Looking specifically at Maine, which Republicans see as the “linchpin” to holding the Senate majority, according to Guida, Domenech also sends a warning. The race will be between U.S. Senator Susan Collins (R-ME) and Democratic insurgent newcomer Graham Platner, who has already faced numerous scandals.

“The interesting thing about this whole focus on Maine is that if you talk to Senate Republican staff and consultants, they’re actually less worried about it than other states,” says Domenech. “This is partially because of Platner’s shall we say unique collection of scandals and challenges, but it’s also because of enormous faith in Collins as a survivor.”
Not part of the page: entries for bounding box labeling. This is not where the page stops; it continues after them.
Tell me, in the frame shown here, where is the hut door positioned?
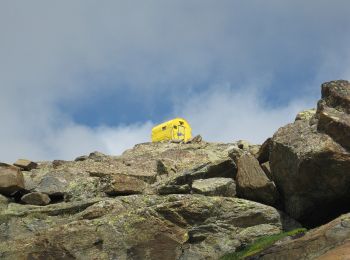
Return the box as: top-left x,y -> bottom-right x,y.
177,125 -> 185,140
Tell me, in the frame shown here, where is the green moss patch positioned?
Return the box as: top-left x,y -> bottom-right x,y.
220,228 -> 306,260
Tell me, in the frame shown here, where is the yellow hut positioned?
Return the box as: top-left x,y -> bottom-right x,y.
152,118 -> 192,142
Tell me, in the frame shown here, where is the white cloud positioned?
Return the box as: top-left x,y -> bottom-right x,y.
0,0 -> 350,162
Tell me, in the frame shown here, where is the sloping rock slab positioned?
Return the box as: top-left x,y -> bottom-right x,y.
0,163 -> 24,195
0,195 -> 300,259
270,117 -> 350,226
236,154 -> 279,205
192,178 -> 236,197
254,214 -> 350,260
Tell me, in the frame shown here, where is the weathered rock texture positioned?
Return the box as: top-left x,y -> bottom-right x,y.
236,154 -> 279,205
13,159 -> 38,171
192,178 -> 236,197
0,163 -> 24,195
0,141 -> 298,259
254,214 -> 350,260
269,81 -> 350,226
21,192 -> 51,206
0,195 -> 298,259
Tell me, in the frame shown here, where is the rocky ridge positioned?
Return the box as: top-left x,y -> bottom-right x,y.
0,81 -> 350,259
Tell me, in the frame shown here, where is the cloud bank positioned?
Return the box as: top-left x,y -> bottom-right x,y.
0,0 -> 350,162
Collins, 73, is running for her sixth term after being first elected in 1996.

Guida points to a Politico report on a memo that states: “the political fundamentals in Maine remain challenging, and it is a fatal mistake to assume Platner is too damaged to win.”

“I think that’s correct,” says Domenech, “and top Republicans should actually be more concerned.”

“Platner clearly has energy behind him. He speaks to a desire on the left for a strong message, and he’s shown no signs of bowing to pressure to get out for a more centrist-coded candidate,” he adds. “Collins is absolutely capable of winning, but national assumptions are taking over based on her last election, in 2020, when she came back from what seemed like a deep hole by keeping her campaign hyperlocal.”

Domenech says that Republicans do have some concerns, specifically about three states Donald Trump won by double digits in 2024: Alaska, Iowa and Ohio.

In Ohio, former U.S. Senator Sherrod Brown is seeking to return to the Senate, and is running against “an appointee who has never won a Senate election, Jon Husted.”

In Alaska, Democrat Mary Peltola is running against Dan Sullivan, the Republican incumbent who “has the advantage there, but again, we’re talking about a unique state, and Peltola is an Alaska Native,” says Domenech. That race is now considered a “toss up” by The Center for Politics’ “Crystal Ball,” which also now rates the Ohio race as a “toss up.”

Iowa could become a difficult race for Republicans as well. Domenech warns it “could turn out to be a real test for Trump’s tariff policies, which have been a decidedly mixed bag in many of the states that backed him. The president will probably have to take that argument to the people of Iowa himself.”

Overall, says Domenech, Republicans’ confidence “comes from a belief that Democratic radicalism, particularly the various examples of what they view as a renewed cultural leftism in opposition to Trump during his first term, will play in their favor.”